The Astrobee and Project CIMON robots met aboard on the ISS
NASA/Kayla Barron

NASA’s Ames Research Center shared the delightfully robotic image in a post outlining the robots’ roles aboard the ISS. The Astrobee pictured (on the right) is one of three identical robots launched to the ISS by NASA. The only difference between the three is the color of their shell. Bumble, pictured above in blue, launched in 2019. The other two robots on Team Astrobee are also named after bees. Honey has a yellow shell and Queen has a green one. Their role aboard the ISS is to perform general assistance tasks like “taking inventory or monitoring the environment aboard the station.”

The Project CIMON, meanwhile, is a longtime ISS resident. The free-flying robot first launched to the space station back in 2018. Hailing from the German Space Agency, it’s the ISS’s first artificial intelligent assistant. True to its title, Project CIMON is “a hands-free database, computer, and camera to support research.” But it also has another important task. The teams monitoring the robot are also examining how to use AI for social purposes. The astronauts aboard the ISS find incredible ways to pass the time. But it must be isolating being away from their friends and family. Not to mention their general confinement to the expansive research station. Hopefully, Project CIMON and its technology can help reduce the stress astronauts face.

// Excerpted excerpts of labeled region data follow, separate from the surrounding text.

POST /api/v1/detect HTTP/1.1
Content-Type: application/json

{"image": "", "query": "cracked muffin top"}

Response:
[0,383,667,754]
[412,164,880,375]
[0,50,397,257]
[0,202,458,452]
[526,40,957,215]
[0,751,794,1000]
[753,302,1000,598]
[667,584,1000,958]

While the robots couldn’t look more distinct from one another, they both play vital roles in the ISS’s day-to-day operations. In the post, NASA wrote, “These free-floating helpers come from different countries and have unique functions, but they share a mission to assist astronauts, support station operations, and enable research that will take humans to the Moon and on to Mars.”

Both robots have pretty vital roles on the ISS. But we hope this isn’t their first and last hang session. In fact, get the whole Team Astrobee crew and Project CIMON together for a little robot party. Nothing could go wrong there.